Food on the table at the lock camps: as recalled by Charlie Adams.

Charlie Adams on the day of the first interview, Mildura, Victoria. March 1 2010.

Charlie Adams on the day of the first interview, Mildura, Victoria. March 1 2010.

When I first interviewed Charlie Adams (March 2010) who spent his entire childhood moving from one lock to the next while his father was employed on the construction, he described the supply of basic foodstuffs to the people in the ‘lock camps.’
“There was the government store and you used to buy your groceries at that store. But also at Lock 7 there was a private store with a post office attached to it, next to the school. I think it was Coombes who had the Paringa store (who conducted the store at Lock 7).
Milk you got wherever you could get it. At Lock 4, Quasts (at a neighbouring farm) supplied milk; at Lock 7 one of my uncles had a couple of cows and so he supplied milk. That was another job I had of a night after I come home from school. So I could get a ride on the bike, I used to bring the cows home for him to milk. I always found them out in the bush because they had a bell tied around them and you could hear them for miles.
Mum didn’t make butter but she did make a lot of bread and any surplus bread she sold to anyone else who didn’t have bread because the bread only came on the mail about twice a week. The same with the butcher; he came around once a week from Wangumma station, Mr Scadding. He used to come round with his truck selling mainly sheep, lamb, mutton, (there) could have been a bit of beef. One of the prime things was rabbits: if it wasn’t for the rabbits, thousands of people would have died of hunger. We used to go out and set traps and catch rabbits. I enjoyed it.
Fish was plentiful and you’d go down and throw the line in to catch a cod. There was a fisherman used to live with the Blakes at Lock 9, Lock 4 and Lock 7 and he was a marvel. He’d just take his fishing rod which was a sapling, a young tree; take it down and it didn’t matter where he threw the line in, he’d pull out a fish.
We (kids) used to go down the creek yabbying and used to get yabbies, (with) either nets or little lines and pull ’em in. We didn’t get many ducks but they were there and if somebody brought home a duck, ok you had a duck.”

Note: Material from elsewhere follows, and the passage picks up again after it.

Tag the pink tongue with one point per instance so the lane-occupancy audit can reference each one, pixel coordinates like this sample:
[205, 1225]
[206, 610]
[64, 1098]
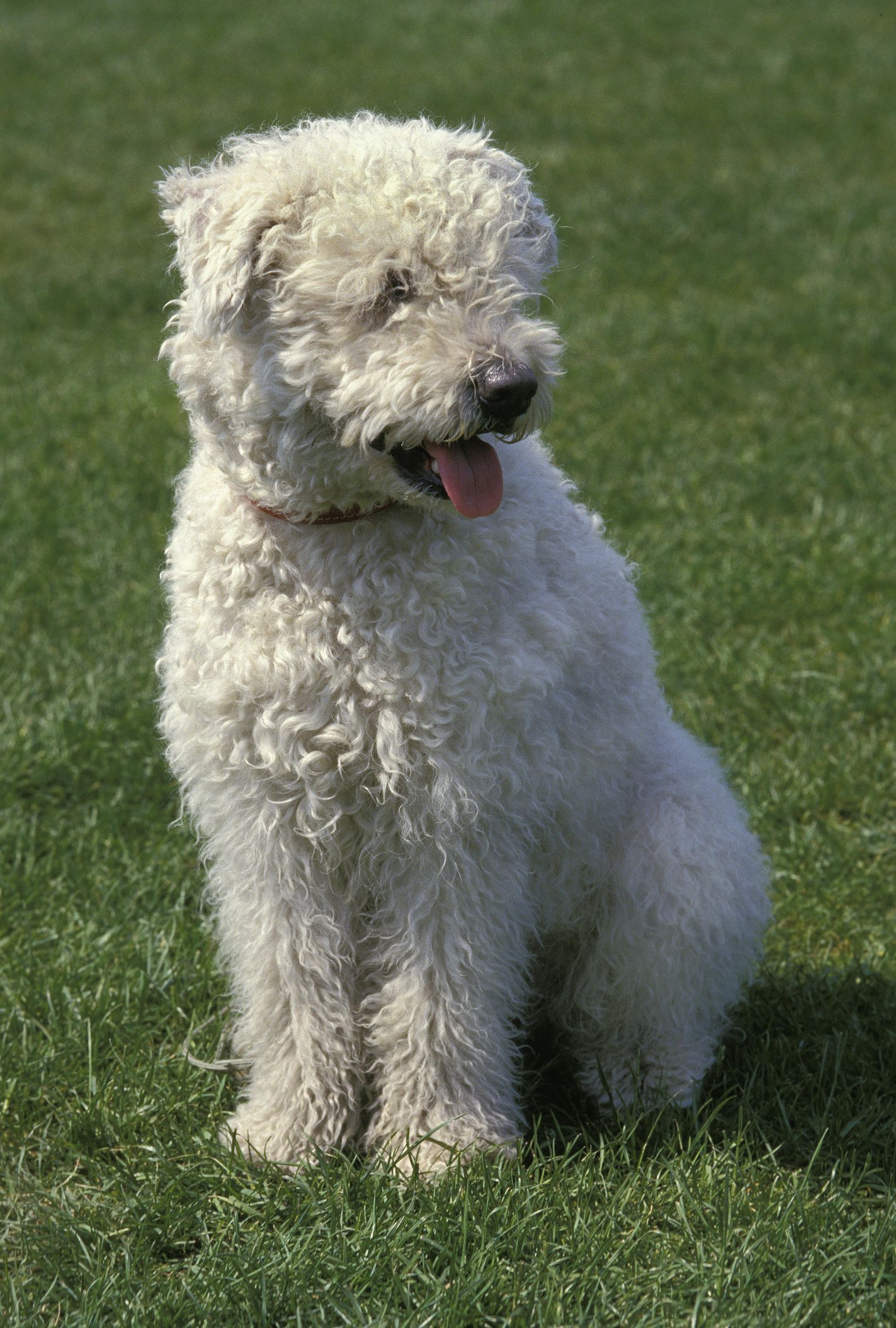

Bill Pearson (left) and Harold Pearson (right) duck hunting with their dog at Lock 4

Bill Pearson (left) and Harold Pearson (right) duck hunting with their dog at Lock 4

1931 Christmas: Charlie’s Toby jug

“On the way, I got out at Blanchetown and spent Christmas with my cousins, the Brooks family. This little Toby Jug was my present off the Christmas tree in 1931. That’s all we’d get, one present. I arrived on Christmas Eve and the parents were given a present for each child and all that was left on the tree was a little Toby Jug.” (Page 153 Harnessing the River Murray: stories of the people who built Locks 1 to 9, 1915-1935)
charlies toby jug 1931 Christmas 4

In 1931 they had the big flood and they urgently needed stone so I was able to go with my father on the PS Captain Sturt because it was school holidays. On the way down, they had a barge on each side and one in front as well as the big 90-foot derrick boat, with the big boom on it. We had to take it down to Lock 2 to stand the trestles in the navigable pass up again after the flood.
We couldn’t travel at night in case we ran up a billabong because the river was up. On the way, I got out at Blanchetown and spent Christmas with my cousins, the Brooks family. This little Toby Jug was my present off the Christmas tree in 1931. That’s all we’d get, one present. I arrived on Christmas Eve and the parents were given a present for each child and all that was left on the tree was a little Toby Jug.
The boat went down and got a load of stone and picked me up on the way back. Coming back we couldn’t travel at night because the river had dropped so much, we were frightened of running against a sandbar. And we just got through past Lock 6 nearly to the South Australian border when we ran aground. Then we were two days while the men had to go back in a rowboat to Lock 6 and help get the weir back into place to build the river up so we could get moving again. The trip could take about three to four weeks I suppose, long enough for the school holidays to pass. By the time we got back it was time to go back to school again.